ClimateGlobalChange / tempestextremes

Extreme weather detection and characterization
84 stars 30 forks source link

Speeding up min/max search in noisy data #27

Closed zarzycki closed 3 years ago

zarzycki commented 3 years ago

For noisy data w/ small differences in the "base" field, many minima/maxima are found given the nearest neighbor local lookup. One way to speed this up without modifying the code is to apply an epsilon value to break the local search if the min/max is "within the noise." This could be passed in via command line (just default to 0 for current functionality).
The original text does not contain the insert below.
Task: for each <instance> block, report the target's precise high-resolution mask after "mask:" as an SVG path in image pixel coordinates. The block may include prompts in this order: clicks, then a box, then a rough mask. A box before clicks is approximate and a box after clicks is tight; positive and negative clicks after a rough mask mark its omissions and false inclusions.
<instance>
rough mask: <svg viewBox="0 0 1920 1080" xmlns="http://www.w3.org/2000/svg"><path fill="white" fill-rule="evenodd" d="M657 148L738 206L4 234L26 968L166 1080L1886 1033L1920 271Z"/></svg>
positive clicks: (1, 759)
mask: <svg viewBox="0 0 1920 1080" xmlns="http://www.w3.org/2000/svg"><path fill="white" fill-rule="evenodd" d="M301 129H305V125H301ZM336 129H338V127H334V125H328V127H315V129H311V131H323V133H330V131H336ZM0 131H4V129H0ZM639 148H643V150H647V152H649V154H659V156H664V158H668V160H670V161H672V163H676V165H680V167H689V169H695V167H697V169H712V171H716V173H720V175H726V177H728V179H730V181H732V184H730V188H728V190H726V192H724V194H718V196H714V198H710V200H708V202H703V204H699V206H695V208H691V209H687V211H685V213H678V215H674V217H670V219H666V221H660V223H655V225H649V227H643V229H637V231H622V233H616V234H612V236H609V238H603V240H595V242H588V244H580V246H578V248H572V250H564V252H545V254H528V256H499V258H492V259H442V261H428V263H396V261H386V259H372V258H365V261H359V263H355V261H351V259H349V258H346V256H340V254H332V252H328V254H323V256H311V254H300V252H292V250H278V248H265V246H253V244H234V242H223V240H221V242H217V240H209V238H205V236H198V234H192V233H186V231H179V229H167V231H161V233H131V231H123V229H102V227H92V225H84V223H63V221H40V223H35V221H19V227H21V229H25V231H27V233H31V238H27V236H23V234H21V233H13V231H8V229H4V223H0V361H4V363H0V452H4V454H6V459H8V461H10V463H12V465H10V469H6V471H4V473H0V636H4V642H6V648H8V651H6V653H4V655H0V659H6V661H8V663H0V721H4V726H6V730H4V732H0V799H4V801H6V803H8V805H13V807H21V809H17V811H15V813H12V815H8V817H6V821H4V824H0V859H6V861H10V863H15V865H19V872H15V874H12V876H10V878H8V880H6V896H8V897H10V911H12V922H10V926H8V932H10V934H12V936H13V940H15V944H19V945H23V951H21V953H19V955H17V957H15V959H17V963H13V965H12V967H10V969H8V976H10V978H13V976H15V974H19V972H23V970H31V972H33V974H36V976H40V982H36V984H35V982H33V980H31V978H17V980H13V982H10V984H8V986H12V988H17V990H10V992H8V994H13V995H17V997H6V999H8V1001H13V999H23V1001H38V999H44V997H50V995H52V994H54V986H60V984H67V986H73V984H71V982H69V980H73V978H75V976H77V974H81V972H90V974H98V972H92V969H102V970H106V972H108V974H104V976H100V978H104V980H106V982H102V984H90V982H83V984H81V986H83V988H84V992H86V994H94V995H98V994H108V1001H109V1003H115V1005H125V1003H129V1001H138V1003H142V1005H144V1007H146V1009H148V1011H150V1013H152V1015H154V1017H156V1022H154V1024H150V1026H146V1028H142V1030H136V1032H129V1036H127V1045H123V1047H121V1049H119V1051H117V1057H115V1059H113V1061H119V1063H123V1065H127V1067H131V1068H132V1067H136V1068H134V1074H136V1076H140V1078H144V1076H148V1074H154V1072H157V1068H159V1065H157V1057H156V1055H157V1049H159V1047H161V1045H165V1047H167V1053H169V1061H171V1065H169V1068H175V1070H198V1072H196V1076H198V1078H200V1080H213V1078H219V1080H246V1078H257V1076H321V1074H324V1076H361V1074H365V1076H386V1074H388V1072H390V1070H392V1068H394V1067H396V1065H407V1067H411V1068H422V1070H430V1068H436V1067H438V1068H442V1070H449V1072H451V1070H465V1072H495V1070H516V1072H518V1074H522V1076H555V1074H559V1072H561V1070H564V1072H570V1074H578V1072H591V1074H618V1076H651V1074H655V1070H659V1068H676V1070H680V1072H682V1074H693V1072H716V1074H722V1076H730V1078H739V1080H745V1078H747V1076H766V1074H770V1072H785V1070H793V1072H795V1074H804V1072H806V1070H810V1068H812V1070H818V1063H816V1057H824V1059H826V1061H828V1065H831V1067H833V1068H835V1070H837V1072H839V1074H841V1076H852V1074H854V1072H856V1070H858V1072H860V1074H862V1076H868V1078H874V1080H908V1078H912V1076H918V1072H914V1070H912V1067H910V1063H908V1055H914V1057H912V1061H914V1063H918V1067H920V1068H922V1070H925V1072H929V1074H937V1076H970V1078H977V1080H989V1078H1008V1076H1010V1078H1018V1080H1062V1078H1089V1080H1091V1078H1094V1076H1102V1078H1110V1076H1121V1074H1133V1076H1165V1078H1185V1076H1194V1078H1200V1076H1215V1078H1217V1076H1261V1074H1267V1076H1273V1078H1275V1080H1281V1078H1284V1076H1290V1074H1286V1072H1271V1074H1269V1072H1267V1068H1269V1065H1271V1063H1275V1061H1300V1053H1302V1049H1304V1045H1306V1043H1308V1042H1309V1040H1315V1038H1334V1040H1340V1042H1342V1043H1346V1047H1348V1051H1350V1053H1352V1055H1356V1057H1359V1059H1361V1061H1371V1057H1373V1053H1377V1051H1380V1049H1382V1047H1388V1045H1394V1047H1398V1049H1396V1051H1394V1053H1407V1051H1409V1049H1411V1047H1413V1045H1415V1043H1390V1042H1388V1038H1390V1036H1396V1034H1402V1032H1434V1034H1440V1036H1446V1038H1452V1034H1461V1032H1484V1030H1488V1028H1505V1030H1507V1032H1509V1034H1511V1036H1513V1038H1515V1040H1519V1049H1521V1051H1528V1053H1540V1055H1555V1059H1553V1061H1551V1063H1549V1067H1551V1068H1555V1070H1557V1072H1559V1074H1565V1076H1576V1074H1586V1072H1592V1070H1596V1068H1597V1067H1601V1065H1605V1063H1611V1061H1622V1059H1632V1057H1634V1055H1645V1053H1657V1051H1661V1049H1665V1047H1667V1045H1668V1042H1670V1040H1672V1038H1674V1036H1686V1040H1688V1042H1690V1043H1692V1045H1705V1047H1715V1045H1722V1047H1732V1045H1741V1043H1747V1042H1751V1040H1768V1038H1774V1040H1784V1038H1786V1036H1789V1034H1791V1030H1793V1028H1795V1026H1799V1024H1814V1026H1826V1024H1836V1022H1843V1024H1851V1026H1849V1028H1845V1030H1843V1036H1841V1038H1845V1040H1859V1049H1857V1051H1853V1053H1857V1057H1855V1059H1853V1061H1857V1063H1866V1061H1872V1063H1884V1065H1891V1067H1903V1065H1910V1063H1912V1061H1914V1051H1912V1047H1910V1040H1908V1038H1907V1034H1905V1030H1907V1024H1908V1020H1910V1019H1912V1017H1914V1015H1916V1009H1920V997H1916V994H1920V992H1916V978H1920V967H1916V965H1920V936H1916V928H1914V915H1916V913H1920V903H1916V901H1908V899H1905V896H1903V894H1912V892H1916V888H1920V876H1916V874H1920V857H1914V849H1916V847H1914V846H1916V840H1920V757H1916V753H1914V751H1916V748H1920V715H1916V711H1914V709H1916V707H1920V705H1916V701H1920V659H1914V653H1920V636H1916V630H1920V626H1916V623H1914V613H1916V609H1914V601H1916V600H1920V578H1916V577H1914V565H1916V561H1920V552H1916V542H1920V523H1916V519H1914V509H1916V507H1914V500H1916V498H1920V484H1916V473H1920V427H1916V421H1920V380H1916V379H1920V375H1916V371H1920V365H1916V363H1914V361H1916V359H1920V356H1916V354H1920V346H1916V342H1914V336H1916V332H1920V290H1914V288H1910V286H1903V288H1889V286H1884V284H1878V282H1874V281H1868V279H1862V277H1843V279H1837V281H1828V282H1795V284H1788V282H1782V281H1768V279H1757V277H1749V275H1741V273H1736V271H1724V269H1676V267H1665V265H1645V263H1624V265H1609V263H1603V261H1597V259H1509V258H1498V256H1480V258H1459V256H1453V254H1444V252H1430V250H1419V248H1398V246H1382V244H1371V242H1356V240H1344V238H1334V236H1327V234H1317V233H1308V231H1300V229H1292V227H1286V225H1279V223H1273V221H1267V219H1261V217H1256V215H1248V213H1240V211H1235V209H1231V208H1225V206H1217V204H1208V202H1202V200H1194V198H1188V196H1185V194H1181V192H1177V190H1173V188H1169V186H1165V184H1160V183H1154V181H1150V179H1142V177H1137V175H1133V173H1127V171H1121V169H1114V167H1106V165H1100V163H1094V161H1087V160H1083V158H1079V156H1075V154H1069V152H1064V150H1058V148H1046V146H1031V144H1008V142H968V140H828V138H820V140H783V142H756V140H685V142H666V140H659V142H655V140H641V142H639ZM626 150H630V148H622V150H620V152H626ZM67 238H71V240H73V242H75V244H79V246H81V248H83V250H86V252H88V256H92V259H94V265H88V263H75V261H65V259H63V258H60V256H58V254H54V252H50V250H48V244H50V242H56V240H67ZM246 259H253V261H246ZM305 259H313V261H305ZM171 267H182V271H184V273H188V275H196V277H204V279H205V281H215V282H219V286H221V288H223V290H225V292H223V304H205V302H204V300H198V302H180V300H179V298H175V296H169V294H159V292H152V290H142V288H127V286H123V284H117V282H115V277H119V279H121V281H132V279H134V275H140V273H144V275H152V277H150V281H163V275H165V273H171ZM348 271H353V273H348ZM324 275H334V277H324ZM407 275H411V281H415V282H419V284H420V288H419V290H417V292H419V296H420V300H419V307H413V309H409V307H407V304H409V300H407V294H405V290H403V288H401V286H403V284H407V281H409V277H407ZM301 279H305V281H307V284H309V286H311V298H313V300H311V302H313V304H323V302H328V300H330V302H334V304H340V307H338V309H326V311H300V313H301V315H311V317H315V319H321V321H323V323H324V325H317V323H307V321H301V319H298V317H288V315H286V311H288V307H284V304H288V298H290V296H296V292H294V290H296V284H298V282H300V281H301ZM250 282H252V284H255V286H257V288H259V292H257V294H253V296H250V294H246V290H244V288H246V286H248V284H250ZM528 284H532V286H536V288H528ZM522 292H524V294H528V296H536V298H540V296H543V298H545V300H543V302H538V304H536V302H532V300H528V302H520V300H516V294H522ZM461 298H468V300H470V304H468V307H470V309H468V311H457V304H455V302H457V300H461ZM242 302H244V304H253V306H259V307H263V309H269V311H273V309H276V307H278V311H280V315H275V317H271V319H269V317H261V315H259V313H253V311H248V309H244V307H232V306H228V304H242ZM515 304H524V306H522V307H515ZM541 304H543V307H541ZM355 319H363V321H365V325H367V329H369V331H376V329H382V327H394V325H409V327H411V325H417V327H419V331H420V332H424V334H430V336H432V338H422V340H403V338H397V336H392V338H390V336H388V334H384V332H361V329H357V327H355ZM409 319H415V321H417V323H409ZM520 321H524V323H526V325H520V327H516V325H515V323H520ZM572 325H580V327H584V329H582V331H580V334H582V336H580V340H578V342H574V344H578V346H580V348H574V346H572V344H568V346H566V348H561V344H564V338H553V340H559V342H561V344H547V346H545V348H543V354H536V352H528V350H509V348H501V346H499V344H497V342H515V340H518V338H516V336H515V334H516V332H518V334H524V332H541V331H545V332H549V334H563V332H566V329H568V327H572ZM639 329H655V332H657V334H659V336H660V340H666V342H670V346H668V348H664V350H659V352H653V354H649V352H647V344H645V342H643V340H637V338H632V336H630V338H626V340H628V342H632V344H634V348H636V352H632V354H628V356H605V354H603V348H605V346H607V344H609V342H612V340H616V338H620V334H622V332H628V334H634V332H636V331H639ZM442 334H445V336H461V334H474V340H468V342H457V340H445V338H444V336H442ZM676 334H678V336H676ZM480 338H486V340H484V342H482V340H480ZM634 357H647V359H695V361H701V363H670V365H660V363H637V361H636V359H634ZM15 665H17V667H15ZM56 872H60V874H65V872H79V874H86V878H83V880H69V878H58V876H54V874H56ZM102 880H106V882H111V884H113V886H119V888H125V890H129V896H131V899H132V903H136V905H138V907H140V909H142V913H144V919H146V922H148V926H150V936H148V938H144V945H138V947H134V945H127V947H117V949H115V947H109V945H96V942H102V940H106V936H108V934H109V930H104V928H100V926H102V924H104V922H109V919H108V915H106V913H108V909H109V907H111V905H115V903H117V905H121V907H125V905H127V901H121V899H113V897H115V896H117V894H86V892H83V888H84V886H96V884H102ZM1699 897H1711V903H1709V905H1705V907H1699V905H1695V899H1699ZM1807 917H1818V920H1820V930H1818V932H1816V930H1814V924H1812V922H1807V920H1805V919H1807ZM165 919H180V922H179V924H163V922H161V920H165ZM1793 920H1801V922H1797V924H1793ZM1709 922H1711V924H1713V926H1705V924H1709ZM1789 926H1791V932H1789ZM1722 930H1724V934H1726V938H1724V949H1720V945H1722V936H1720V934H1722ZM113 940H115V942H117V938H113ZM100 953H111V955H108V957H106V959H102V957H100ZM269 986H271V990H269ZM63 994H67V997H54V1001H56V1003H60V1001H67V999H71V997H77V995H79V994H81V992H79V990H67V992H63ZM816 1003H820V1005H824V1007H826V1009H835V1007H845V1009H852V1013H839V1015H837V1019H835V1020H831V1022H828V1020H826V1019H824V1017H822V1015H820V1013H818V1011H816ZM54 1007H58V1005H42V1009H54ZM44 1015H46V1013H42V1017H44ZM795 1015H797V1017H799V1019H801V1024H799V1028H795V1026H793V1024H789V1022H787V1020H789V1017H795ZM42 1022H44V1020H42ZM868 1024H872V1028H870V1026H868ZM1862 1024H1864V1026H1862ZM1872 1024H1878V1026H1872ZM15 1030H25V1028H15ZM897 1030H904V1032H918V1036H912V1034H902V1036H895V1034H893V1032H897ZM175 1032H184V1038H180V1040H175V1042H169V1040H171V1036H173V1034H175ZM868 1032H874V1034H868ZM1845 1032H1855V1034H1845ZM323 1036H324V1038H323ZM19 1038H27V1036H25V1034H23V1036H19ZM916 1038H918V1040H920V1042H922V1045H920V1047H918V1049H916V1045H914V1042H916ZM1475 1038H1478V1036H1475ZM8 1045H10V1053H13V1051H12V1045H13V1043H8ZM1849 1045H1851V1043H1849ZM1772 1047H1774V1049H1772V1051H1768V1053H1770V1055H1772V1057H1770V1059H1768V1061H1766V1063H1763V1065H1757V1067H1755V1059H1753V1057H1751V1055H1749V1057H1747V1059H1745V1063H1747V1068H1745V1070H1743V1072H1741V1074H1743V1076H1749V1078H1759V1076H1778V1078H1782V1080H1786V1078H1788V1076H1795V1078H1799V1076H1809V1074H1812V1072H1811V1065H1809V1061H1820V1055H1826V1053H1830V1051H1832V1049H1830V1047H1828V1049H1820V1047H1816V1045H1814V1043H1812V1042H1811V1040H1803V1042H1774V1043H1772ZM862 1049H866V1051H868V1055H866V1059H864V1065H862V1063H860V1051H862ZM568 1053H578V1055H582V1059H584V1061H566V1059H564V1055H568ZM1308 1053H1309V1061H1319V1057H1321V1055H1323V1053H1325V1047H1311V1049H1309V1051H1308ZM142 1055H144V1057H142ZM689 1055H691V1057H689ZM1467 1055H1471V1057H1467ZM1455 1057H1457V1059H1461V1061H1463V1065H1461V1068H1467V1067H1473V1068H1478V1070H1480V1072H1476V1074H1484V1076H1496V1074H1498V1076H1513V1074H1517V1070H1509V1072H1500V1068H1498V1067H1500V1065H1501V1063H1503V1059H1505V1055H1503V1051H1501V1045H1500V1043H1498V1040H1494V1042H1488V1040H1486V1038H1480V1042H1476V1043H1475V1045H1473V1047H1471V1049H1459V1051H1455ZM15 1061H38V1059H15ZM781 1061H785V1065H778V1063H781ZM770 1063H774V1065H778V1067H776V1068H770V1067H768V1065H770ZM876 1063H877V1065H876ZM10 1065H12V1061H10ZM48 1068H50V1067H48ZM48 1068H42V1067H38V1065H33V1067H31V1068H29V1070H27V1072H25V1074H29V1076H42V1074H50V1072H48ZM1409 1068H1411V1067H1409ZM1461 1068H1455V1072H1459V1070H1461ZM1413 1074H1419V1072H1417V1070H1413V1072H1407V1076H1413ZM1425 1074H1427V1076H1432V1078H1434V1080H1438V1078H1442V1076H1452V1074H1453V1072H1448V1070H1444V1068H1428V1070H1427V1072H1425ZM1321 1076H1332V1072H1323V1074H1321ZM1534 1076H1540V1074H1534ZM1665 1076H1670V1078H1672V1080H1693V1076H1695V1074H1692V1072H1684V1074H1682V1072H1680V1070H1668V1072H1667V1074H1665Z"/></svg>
Example modification below. Just hardcoded a sample eps in to verify speed increase. Here, the main contour threshold is 200., so this is 0.5% of that (no change to tracked features) but speeds up the code from 1377s to 11s on Cheyenne.

template <typename real>
void FindAllLocalMaxima(
        const SimpleGrid & grid,
        const DataArray1D<real> & data,
        std::set<int> & setMaxima
) {
        int sFaces = grid.m_vecConnectivity.size();
        real eps = 1.0;
        for (int f = 0; f < sFaces; f++) {

                bool fMaximum = true;

                real dValue = data[f];
                int sNeighbors = grid.m_vecConnectivity[f].size();
                for (int n = 0; n < sNeighbors; n++) {
                        if (data[grid.m_vecConnectivity[f][n]] > dValue - eps ) {
                                fMaximum = false;
                                break;
                        }
                }

                if (fMaximum) {
                        setMaxima.insert(f);
                }
        }
}
zarzycki commented 3 years ago

Confirming that commit: bfd118fe657c2e70f100009db7069807ed4b7001 addresses this problem.

--searchbythreshold >0 excludes any of the base field from being considered extrema and therefore speeds up the algorithm by ~100x as it does not have to check and exclude each of the "0" maxima with the closed contour criteria.